Google claims Bing is copying its search results. Ouch! That’s a bold claim. Bing responds:
“We use over 1,000 different signals and features in our ranking algorithm,” Bing vice president Harry Shum said Tuesday, referring to the mathematical code that search engines use to choose their results.
I’d be curious to know if any of those signals and features include crawling Google’s search results. If so, that could be a problem. Here’s why I think that’s possible:
Suspicious of their new rival, Google engineers set up random results on their site for a series of unlikely search terms, such as “hiybbprqag.” (Google arranged for the nonsense word to point to a Los Angeles theater seating plan on its search engine.)
“Within a couple weeks of starting this experiment, our inserted results started appearing in Bing,” Google said in a statement on its official blog Tuesday.
Evidently, Google thinks Bing could be doing something underhanded as well.

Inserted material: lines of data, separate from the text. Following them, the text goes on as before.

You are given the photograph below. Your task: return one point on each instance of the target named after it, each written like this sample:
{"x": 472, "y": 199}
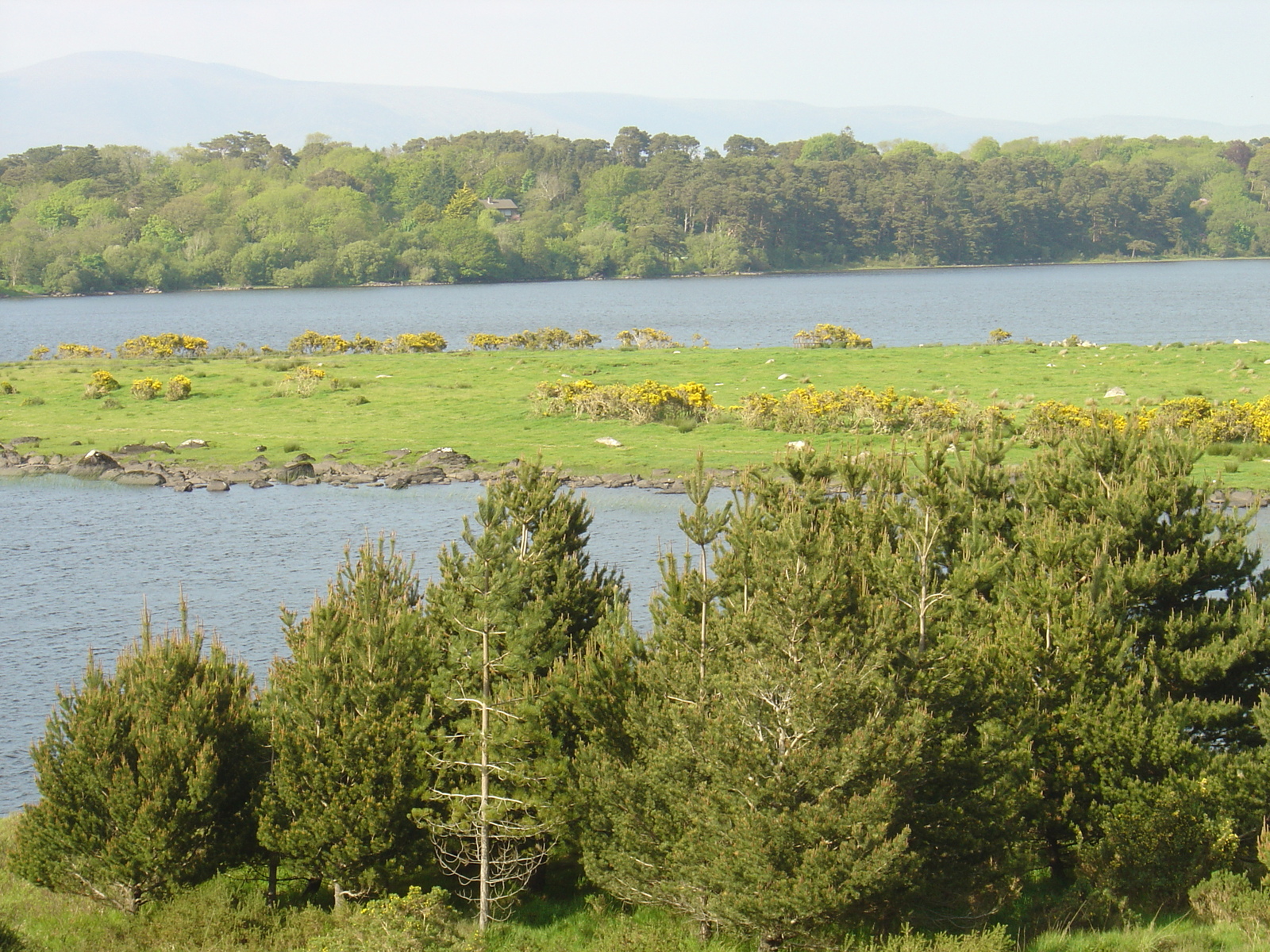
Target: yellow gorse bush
{"x": 486, "y": 342}
{"x": 79, "y": 351}
{"x": 179, "y": 387}
{"x": 647, "y": 340}
{"x": 1230, "y": 422}
{"x": 647, "y": 401}
{"x": 163, "y": 346}
{"x": 99, "y": 385}
{"x": 146, "y": 389}
{"x": 831, "y": 336}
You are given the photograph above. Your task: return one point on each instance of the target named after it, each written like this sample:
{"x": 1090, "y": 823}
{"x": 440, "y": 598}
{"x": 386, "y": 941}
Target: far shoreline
{"x": 12, "y": 295}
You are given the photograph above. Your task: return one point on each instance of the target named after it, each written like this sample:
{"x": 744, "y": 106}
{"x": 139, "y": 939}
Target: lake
{"x": 1130, "y": 302}
{"x": 78, "y": 559}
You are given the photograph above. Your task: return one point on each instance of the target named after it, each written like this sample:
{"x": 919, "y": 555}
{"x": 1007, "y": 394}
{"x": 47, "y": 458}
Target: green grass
{"x": 476, "y": 403}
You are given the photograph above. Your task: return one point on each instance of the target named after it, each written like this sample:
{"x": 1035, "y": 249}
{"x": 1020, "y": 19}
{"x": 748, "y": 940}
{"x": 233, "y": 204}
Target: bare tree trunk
{"x": 271, "y": 890}
{"x": 483, "y": 917}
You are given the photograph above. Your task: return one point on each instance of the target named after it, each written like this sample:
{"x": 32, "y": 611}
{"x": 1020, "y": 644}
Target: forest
{"x": 882, "y": 692}
{"x": 241, "y": 211}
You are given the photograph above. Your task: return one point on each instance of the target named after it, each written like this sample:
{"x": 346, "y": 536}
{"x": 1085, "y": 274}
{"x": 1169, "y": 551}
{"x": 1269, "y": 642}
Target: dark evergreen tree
{"x": 146, "y": 776}
{"x": 351, "y": 723}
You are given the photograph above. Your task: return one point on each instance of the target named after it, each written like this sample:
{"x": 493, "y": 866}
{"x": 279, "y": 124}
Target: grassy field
{"x": 476, "y": 401}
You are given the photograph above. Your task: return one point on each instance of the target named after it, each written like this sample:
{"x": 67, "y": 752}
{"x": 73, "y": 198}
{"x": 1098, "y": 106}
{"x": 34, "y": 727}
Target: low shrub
{"x": 638, "y": 403}
{"x": 647, "y": 340}
{"x": 146, "y": 389}
{"x": 831, "y": 336}
{"x": 486, "y": 342}
{"x": 78, "y": 351}
{"x": 101, "y": 384}
{"x": 179, "y": 387}
{"x": 163, "y": 346}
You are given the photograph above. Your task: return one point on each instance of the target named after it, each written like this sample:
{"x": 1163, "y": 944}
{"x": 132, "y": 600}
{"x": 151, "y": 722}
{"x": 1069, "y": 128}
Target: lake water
{"x": 80, "y": 559}
{"x": 76, "y": 559}
{"x": 1140, "y": 304}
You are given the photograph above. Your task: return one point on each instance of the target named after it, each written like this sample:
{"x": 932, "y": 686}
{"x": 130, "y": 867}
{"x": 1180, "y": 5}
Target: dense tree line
{"x": 241, "y": 211}
{"x": 878, "y": 691}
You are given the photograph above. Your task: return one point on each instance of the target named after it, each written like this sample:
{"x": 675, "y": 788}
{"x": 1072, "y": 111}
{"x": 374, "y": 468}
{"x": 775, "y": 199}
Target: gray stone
{"x": 140, "y": 478}
{"x": 92, "y": 465}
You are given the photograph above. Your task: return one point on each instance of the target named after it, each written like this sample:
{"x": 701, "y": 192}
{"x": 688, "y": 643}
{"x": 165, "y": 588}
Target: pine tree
{"x": 765, "y": 795}
{"x": 351, "y": 721}
{"x": 146, "y": 776}
{"x": 514, "y": 608}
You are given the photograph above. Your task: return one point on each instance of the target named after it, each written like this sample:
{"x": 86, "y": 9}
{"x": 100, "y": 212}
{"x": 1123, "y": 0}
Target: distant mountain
{"x": 160, "y": 102}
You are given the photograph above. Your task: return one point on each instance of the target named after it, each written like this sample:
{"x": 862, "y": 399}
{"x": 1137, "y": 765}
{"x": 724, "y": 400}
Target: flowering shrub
{"x": 429, "y": 343}
{"x": 647, "y": 340}
{"x": 76, "y": 351}
{"x": 831, "y": 336}
{"x": 808, "y": 409}
{"x": 163, "y": 346}
{"x": 179, "y": 387}
{"x": 486, "y": 342}
{"x": 314, "y": 343}
{"x": 146, "y": 389}
{"x": 1230, "y": 422}
{"x": 302, "y": 382}
{"x": 99, "y": 385}
{"x": 639, "y": 403}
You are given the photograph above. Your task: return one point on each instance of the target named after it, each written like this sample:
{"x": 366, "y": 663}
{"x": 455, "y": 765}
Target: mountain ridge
{"x": 163, "y": 102}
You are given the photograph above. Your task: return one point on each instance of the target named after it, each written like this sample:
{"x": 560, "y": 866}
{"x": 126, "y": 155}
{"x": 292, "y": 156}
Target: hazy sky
{"x": 1033, "y": 60}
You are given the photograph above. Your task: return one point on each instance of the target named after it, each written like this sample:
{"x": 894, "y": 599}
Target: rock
{"x": 296, "y": 470}
{"x": 93, "y": 465}
{"x": 140, "y": 478}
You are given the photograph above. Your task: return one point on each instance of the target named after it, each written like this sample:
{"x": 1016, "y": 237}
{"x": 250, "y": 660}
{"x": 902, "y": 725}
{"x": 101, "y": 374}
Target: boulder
{"x": 140, "y": 478}
{"x": 93, "y": 465}
{"x": 296, "y": 470}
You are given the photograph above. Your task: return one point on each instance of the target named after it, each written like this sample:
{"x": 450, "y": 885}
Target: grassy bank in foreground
{"x": 478, "y": 401}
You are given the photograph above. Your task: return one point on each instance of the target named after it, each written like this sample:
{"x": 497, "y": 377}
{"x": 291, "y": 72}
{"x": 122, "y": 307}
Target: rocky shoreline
{"x": 137, "y": 466}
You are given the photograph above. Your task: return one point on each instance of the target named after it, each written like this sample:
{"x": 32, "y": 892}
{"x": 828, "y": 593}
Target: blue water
{"x": 1138, "y": 302}
{"x": 82, "y": 559}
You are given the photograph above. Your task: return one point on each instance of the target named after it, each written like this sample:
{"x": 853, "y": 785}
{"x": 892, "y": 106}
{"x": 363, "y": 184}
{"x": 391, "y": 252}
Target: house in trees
{"x": 503, "y": 206}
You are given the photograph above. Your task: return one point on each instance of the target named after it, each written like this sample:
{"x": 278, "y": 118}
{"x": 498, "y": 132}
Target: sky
{"x": 1026, "y": 60}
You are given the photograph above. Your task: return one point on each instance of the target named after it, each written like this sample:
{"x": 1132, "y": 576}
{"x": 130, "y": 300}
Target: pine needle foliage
{"x": 148, "y": 774}
{"x": 349, "y": 719}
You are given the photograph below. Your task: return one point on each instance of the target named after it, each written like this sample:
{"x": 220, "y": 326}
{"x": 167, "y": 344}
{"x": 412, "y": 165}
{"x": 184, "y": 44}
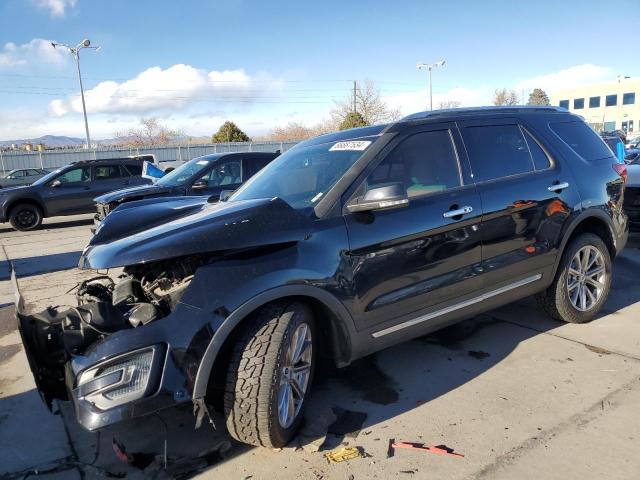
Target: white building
{"x": 607, "y": 106}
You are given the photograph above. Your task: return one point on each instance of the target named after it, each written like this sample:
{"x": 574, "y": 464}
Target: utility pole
{"x": 354, "y": 97}
{"x": 75, "y": 51}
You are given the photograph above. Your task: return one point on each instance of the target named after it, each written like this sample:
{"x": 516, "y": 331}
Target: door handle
{"x": 458, "y": 212}
{"x": 558, "y": 186}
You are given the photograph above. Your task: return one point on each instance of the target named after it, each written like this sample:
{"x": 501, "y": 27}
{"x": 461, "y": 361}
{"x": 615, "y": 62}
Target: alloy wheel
{"x": 295, "y": 373}
{"x": 26, "y": 218}
{"x": 587, "y": 278}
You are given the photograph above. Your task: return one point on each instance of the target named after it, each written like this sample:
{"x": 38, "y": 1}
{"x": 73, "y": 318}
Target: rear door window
{"x": 497, "y": 151}
{"x": 582, "y": 140}
{"x": 540, "y": 159}
{"x": 134, "y": 170}
{"x": 108, "y": 172}
{"x": 76, "y": 175}
{"x": 424, "y": 163}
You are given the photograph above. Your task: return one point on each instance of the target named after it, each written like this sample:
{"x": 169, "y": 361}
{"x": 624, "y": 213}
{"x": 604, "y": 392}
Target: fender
{"x": 339, "y": 310}
{"x": 581, "y": 217}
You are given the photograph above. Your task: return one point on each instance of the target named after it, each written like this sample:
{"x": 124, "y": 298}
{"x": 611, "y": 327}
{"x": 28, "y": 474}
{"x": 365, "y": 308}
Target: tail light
{"x": 621, "y": 169}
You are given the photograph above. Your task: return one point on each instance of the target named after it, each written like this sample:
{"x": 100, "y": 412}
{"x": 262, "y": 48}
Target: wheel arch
{"x": 27, "y": 200}
{"x": 589, "y": 221}
{"x": 337, "y": 332}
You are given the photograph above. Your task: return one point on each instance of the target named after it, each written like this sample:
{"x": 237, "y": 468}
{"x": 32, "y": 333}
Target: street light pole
{"x": 75, "y": 51}
{"x": 430, "y": 67}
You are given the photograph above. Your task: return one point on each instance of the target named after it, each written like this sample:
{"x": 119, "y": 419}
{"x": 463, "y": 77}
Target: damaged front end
{"x": 134, "y": 344}
{"x": 60, "y": 341}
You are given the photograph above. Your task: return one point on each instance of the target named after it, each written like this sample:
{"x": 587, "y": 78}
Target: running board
{"x": 457, "y": 306}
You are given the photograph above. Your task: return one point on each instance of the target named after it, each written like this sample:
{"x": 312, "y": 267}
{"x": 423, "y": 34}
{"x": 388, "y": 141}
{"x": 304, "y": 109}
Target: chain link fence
{"x": 164, "y": 154}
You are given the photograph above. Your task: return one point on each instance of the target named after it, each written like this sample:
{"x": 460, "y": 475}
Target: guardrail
{"x": 168, "y": 153}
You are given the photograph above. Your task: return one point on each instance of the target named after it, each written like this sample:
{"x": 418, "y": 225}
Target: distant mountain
{"x": 57, "y": 141}
{"x": 47, "y": 140}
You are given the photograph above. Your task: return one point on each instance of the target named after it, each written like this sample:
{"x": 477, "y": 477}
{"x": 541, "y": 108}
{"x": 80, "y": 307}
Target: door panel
{"x": 408, "y": 259}
{"x": 523, "y": 218}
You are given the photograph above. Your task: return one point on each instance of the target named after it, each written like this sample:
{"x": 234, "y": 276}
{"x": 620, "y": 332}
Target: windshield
{"x": 48, "y": 177}
{"x": 303, "y": 175}
{"x": 184, "y": 172}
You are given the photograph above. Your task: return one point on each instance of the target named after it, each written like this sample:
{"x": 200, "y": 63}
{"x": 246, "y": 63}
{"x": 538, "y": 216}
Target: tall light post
{"x": 75, "y": 51}
{"x": 430, "y": 66}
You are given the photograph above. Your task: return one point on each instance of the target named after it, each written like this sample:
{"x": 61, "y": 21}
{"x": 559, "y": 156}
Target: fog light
{"x": 120, "y": 380}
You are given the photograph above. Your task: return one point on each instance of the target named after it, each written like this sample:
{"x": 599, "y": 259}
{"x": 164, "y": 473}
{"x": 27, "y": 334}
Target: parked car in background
{"x": 202, "y": 176}
{"x": 69, "y": 190}
{"x": 634, "y": 143}
{"x": 616, "y": 145}
{"x": 632, "y": 156}
{"x": 632, "y": 195}
{"x": 22, "y": 176}
{"x": 621, "y": 134}
{"x": 346, "y": 244}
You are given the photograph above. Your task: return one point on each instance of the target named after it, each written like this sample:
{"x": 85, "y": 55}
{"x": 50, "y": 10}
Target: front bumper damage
{"x": 127, "y": 374}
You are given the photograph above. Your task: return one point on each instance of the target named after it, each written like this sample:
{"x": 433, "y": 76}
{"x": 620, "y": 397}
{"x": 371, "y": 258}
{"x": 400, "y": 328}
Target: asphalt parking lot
{"x": 519, "y": 395}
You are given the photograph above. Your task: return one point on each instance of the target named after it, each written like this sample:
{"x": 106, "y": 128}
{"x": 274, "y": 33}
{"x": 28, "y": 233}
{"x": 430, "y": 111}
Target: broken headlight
{"x": 122, "y": 379}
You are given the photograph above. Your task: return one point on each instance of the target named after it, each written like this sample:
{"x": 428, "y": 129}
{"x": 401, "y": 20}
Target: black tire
{"x": 555, "y": 300}
{"x": 255, "y": 373}
{"x": 25, "y": 217}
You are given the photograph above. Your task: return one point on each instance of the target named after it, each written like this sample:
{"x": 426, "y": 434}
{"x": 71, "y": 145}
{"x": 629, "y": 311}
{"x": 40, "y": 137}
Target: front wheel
{"x": 269, "y": 375}
{"x": 25, "y": 217}
{"x": 582, "y": 282}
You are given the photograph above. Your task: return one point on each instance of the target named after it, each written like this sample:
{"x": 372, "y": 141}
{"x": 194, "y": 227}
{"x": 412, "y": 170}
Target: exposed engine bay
{"x": 142, "y": 294}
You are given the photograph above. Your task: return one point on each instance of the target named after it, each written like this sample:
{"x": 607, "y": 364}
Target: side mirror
{"x": 225, "y": 194}
{"x": 200, "y": 185}
{"x": 385, "y": 197}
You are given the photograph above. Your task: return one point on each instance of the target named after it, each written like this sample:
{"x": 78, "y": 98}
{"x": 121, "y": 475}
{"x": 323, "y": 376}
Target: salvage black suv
{"x": 344, "y": 245}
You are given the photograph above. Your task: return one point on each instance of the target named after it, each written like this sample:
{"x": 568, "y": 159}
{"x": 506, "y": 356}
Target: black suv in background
{"x": 208, "y": 176}
{"x": 69, "y": 190}
{"x": 346, "y": 244}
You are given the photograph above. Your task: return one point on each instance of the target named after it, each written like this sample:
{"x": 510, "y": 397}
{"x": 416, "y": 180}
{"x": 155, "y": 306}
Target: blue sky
{"x": 194, "y": 64}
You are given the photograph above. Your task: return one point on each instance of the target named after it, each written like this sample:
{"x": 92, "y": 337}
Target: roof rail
{"x": 489, "y": 109}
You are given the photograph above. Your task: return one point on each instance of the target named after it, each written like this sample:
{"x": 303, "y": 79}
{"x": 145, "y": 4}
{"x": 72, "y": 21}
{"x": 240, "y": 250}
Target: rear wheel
{"x": 582, "y": 282}
{"x": 269, "y": 375}
{"x": 25, "y": 217}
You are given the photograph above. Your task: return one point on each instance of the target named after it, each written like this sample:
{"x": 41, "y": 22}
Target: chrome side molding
{"x": 457, "y": 306}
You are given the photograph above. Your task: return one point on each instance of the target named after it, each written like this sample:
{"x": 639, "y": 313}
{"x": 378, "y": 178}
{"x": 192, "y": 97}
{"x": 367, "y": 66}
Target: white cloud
{"x": 56, "y": 8}
{"x": 156, "y": 89}
{"x": 567, "y": 78}
{"x": 38, "y": 51}
{"x": 418, "y": 101}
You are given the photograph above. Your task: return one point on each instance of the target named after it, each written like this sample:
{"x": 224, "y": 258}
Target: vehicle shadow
{"x": 372, "y": 391}
{"x": 51, "y": 224}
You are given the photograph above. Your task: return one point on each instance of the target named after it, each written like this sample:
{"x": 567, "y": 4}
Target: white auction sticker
{"x": 356, "y": 145}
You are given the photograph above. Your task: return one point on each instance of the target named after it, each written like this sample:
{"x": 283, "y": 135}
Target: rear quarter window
{"x": 582, "y": 140}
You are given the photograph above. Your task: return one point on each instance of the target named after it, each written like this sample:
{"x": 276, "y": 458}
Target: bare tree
{"x": 298, "y": 131}
{"x": 150, "y": 132}
{"x": 448, "y": 104}
{"x": 502, "y": 96}
{"x": 368, "y": 103}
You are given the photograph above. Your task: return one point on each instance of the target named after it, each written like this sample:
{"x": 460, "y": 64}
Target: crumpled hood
{"x": 146, "y": 231}
{"x": 126, "y": 193}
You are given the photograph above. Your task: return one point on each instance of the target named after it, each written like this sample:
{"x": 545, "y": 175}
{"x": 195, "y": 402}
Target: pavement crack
{"x": 593, "y": 348}
{"x": 580, "y": 420}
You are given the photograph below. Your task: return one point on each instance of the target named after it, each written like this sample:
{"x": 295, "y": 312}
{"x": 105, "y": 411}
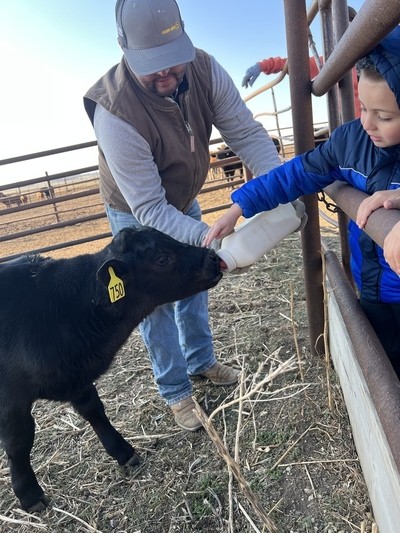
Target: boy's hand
{"x": 387, "y": 199}
{"x": 391, "y": 248}
{"x": 223, "y": 226}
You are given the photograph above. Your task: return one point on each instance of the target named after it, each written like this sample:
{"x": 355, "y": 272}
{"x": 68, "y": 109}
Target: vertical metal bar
{"x": 329, "y": 24}
{"x": 297, "y": 45}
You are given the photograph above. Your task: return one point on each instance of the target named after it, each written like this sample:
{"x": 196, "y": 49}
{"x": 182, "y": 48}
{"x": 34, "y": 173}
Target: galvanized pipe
{"x": 372, "y": 23}
{"x": 379, "y": 223}
{"x": 297, "y": 45}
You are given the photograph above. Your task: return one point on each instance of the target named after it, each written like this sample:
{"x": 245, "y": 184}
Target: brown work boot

Just looking at this story, it doesn’t look good for Bing.
I think competition is healthy. I certainly think Bing has a right to improve its search results and try almost anything that it thinks may help searchers find the information they are looking for. But if a nonsense search term invented by Google appears in Bing’s search results, that’s a huge red flag. I’m about 99.9999% sure that should never happen.
So why not 100% sure? Well, because of this response from Bing:
Bing gets “a small piece” of the data for its algorithm “from some of our customers, who opt-in to sharing anonymous data as they navigate the web in order to help us improve the experience for all users,” Shum said,
If some anonymous Google employee submitted the nonsense search result to Bing in hopes that it might make the company look bad, then that would be on Google. That would certainly be unfair and nefarious. Is that what happened? It’s possible given that Bing does allow for anonymous data sharing by its customers. If I were Google, I’d want to know just how Bing got that search result in its own results. If I were Bing, I’d definitely want to make sure the problem isn’t with my own internal processes. Both companies have a reason to ensure the truth comes out on this one.
Tags: bing, google, search, search results

I created a user on your site just so I could respond to this:
“If some anonymous Google employee submitted the nonsense search result to Bing in hopes that it might make the company look bad, then that would be on Google”
It wasn’t an anonymous employee. It was 20 engineers that used the Bing Bar opt-in clickstream data to manipulate Bing results. It was an intentional “bing bomb” that only “worked” because of the obscure keywords that Google used. It is spurious to call it copying. Google should be ashamed of themselves.
Rich,
Thanks for the clarification. The following story was published four minutes after this blog post of mine was published:
http://www.cbsnews.com/8301-501465_162-20030370-501465.html
It does confirm what you just said. Had I read Amit Singhal’s own blog post, published the day before, I’d have known that. I appreciate you stopping in to respond.
Hi Caroline,
I’m not sure why any of this is a problem. I suppose it’s true that Bing may look less robust or competent, or whatever, if it turns out they actually use Google results to help determine their own. On the other hand it could be argued that it would make Bing’s results more comprehensive – two for the price of one. Google sees no problem using other people’s content as the source for their empire. Why should their content be off limits to you or me or Bing?